Retrieval-Augmented Generation (RAG)
Retrieval-Augmented Generation (RAG) is a pattern where a language model retrieves relevant documents from a knowledge store and grounds its answer in that retrieved context.
In plain English
RAG is how you get a model to answer with knowledge it does not have in its weights. Instead of "please know everything," you keep the knowledge in a search index (vector database, Postgres full-text, Elastic), and on each question the system retrieves the most relevant chunks and drops them into the model's context. The answer is generated against a combination of the model's pretraining and the retrieved documents.
RAG caught on because it solved two real problems: hallucinated answers on private or recent data, and the sheer cost of fine-tuning a model for every new corpus. Modern agent stacks often combine RAG with long context — retrieve the top candidates, stuff them in, and let the model reason. The quality of retrieval (embeddings, chunking, reranking) matters as much as the quality of generation.

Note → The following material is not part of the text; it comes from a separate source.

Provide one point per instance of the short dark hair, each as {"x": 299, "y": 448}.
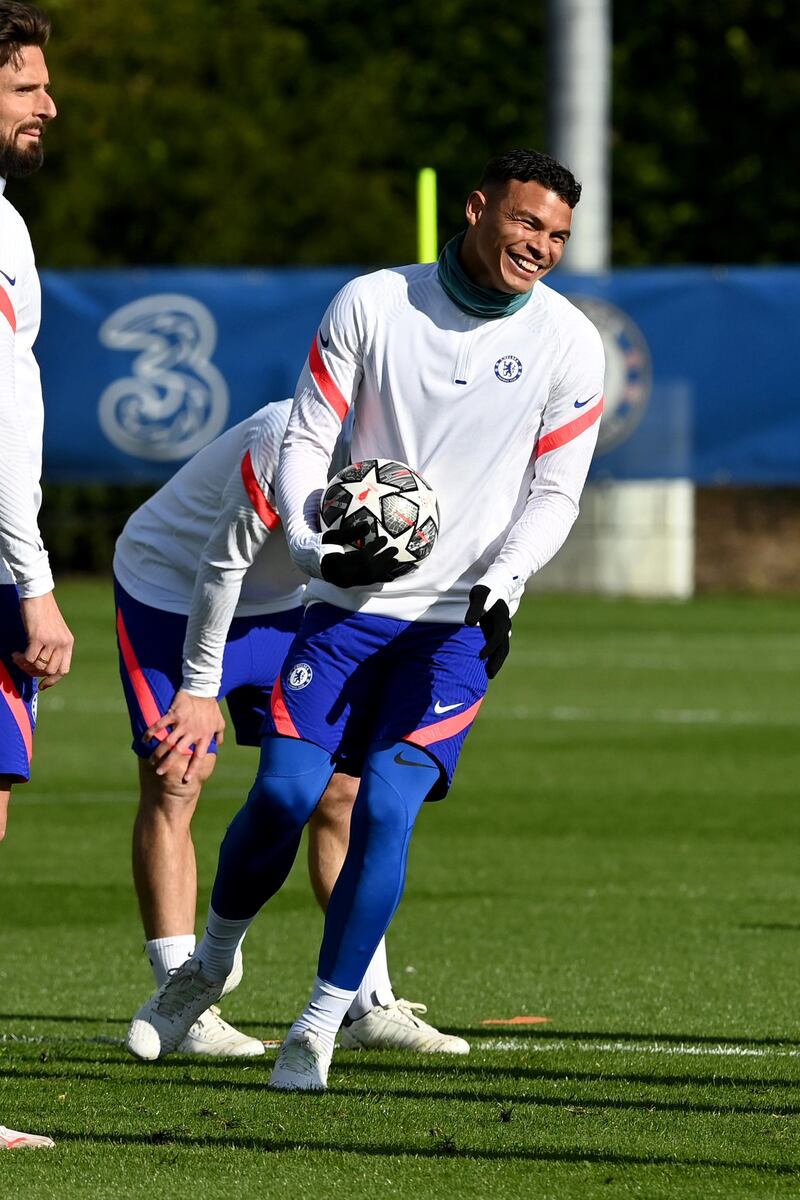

Why it matters for Black Box
Black Box uses RAG over the owner's own knowledge base — docs, prior drafts, company memory — so agents ground answers in real context instead of guessing. Skill Packs ship with their own retrieval indexes so installing a pack instantly gives specialists domain knowledge.
Examples
- Answering a support question by retrieving three relevant help-center articles first.
- Drafting a newsletter by pulling five prior issues as voice references.
- Answering a legal question by retrieving the relevant contract clauses.